At the core of Gemini 2.0 is its ability to understand and generate text, images, audio, and video interchangeably. Google believes ‘multimodality’ is one of the keys to creating AI systems that can work truly autonomously. The Multimodal Live API made available this week on the Google AI Studio allows developers to build systems that interpret visual data in real time, engage in dialogue, and execute tasks. A fluid voice chat that involves the AI being able to look at your screen or see what you are seeing and provide insights is impressive. OpenAI have likely been holding the roll-out of their live frame-by-frame video (demonstrated back in May) for just this moment. They duly released as the social media buzz around the Gemini 2.0 was developing, with people posting fun examples from completing maths homework to suggesting cocktails from observing a shelf of bottles. OpenAI’s audio and video experiences at this stage feel more polished, and whilst it’s taken many months, the rich interactions promised earlier in the year are now here.

But where Gemini 2.0 is different is the move from text fully interchangeable modalities, and what Demis Hassabis calls ‘world models’. Google is moving beyond internet training data, and the structured, pre-labelled visual data towards something more akin to human learning. Oriol Vinyals, co-tech lead of the Gemini project suggests that while current models excel at connecting concepts present with textual descriptions, they haven’t yet cracked developing true world understanding. Unlike a child who can watch objects fall and gradually build an intuitive understanding of gravity, many current AIs still rely heavily on human-provided text descriptions to make sense of visual information. But Google is determined to overcome that limitation and exploit the untapped potential of video understanding as a vast repository of knowledge about physics, causality, and natural laws – knowledge that exists independent of intrinsically limited human annotation. While models can tell you what’s happening in a video, they can’t yet extract fundamental principles from pure observation, at least for now. It’s the difference between describing a falling apple and deriving Newton’s laws of motion. Imagine a training regime that could extract fine grained insights from high-definition video, this is a world away from a brief textual explanation of a static image.

The introduction of OpenAI’s Sora may appear tangential to Gemini 2.0’s multimodal capabilities, but it actually sits at the heart of the same fundamental challenge – developing world models. While Sora’s immediate application is video generation, OpenAI is pursuing a similar goal to Google: teaching AI to understand physical laws and causality. What makes Sora particularly relevant is how it appears to have developed an intuitive grasp of physics, motion, and object persistence – not just through labelled data, but through learning to predict how scenes naturally unfold.

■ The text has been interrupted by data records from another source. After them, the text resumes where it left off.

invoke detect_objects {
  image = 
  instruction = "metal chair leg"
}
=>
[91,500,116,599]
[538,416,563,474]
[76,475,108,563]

Takeaways: Google’s Gemini 2.0 release represents a huge bet on true multimodal AI rather than just connecting different modes through text, and OpenAI with Sora are making the same bet albeit via a slightly differing track. Both firms believe that to create robust, autonomous agents they must have a better understanding of the world. Humans can resolve issues with the tools and technology around us because we have spent years problem solving in the physical environment, and agents will need to do the same. LLMs can mimic human communication, new reasoning models are starting to solve complex scientific problems, will world models truly and independently understand the world? 2025 may be the year we find out.